Library Journal has an article titled 35 Going on 13: The Year’s Best Teen Fiction for Adults.  Two of my favorites of the year are there: The Hunger Games by Suzanne Collins and The Graveyard Book by Neil Gaiman.

I would add a few more:

A Curse Dark as Gold by Elizabeth C. Bunce

The Knife of Never Letting Go by Patrick Ness

The Red Necklace by Sally Gardner

Season of Ice by Diane Les Becquets

Trouble by Gary D. Schmidt

 

Any other teen novels you would recommend to adults?

The Mystery

The Mystery by Maxwell Eaton III.

Max and Pinky return in another adventure, this time filled with mystery and intrigue.  Max and Pinky set out to paint the barn red.  They just manage to finish the entire structure before dark.  But when they awake, the barn is PINK!  They repaint.  They guard it all night, but fall asleep.  And now it’s plaid!  Finally, they decide they must investigate.  They look for clues, conduct interviews, and set a trap.  Who is the mystery painter?  You’ll have to read it to find out!

This book in the series continues the charm and wit of the earlier books.  The illustrations are bright colored and great fun.  The asides of many of the other animals in the picture add to the fun, though they could be skipped when reading the story to a group.  Eaton excels at writing books with few words and lots of laughs.  His characters say so much with a simple facial expression.  This is simplicity at its best.
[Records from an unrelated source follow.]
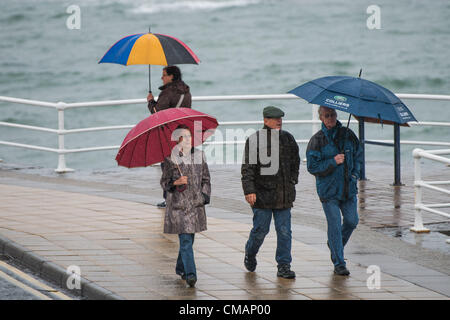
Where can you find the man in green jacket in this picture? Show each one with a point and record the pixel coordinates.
(269, 174)
(334, 157)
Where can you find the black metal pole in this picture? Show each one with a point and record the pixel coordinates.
(149, 72)
(397, 179)
(363, 147)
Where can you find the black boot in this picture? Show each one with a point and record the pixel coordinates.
(284, 271)
(191, 280)
(341, 271)
(250, 262)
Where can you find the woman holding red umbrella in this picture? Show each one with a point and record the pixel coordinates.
(187, 182)
(174, 94)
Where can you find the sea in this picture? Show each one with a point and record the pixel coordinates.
(50, 51)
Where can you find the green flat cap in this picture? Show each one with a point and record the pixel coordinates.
(272, 112)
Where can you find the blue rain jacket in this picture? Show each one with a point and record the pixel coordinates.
(334, 182)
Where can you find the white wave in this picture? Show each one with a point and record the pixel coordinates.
(192, 5)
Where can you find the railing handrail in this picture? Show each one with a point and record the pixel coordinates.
(61, 131)
(434, 155)
(284, 96)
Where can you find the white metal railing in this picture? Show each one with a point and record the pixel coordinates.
(435, 155)
(61, 131)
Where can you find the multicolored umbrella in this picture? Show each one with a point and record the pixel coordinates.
(150, 48)
(150, 141)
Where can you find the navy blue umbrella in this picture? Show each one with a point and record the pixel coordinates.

Highly recommended.  This book will project well to a group, and children will adore the changing colors of the barn.  Guaranteed to get them giggling.  Appropriate for ages 3-5.

When I Was King

When I Was King by Linda Ashman, illustrated by David McPhail

A gentle and humorous book on sibling rivalry and how the older sibling once ruled the castle and now no longer does.  A little boy struggles with being replaced as the center of attention, noticing that if he burps or drools he is told it is bad manners but the baby is praised for doing just that.  There are pages of the boy telling his baby brother that all of this was once MINE, which capture the desperation and neediness of a new older sibling perfectly.  Through gentle parenting and insight, the boy slowly grows to understand his new role in the family as big brother.

Ashman’s poetry is a joy to read aloud, offering easy cadences as well as rhyme.  It pairs effortlessly with McPhail’s illustrations which show a modern family but evoke a timeless coziness as well.  The tone set in the book is balanced, even when the boy finally has a temper tantrum about all the things his little brother is ruining.  Both older and younger siblings will see themselves here.

Recommended for story times and units on siblings.  Appropriate for ages 3-5.

National Book Award Winner Announced!

Judy Blundell has won the 2008 National Book Award for children’s literature for her novel, What I Saw and How I Lied!  That brings it to the top of my to-be-read pile.  Anyone else already read it?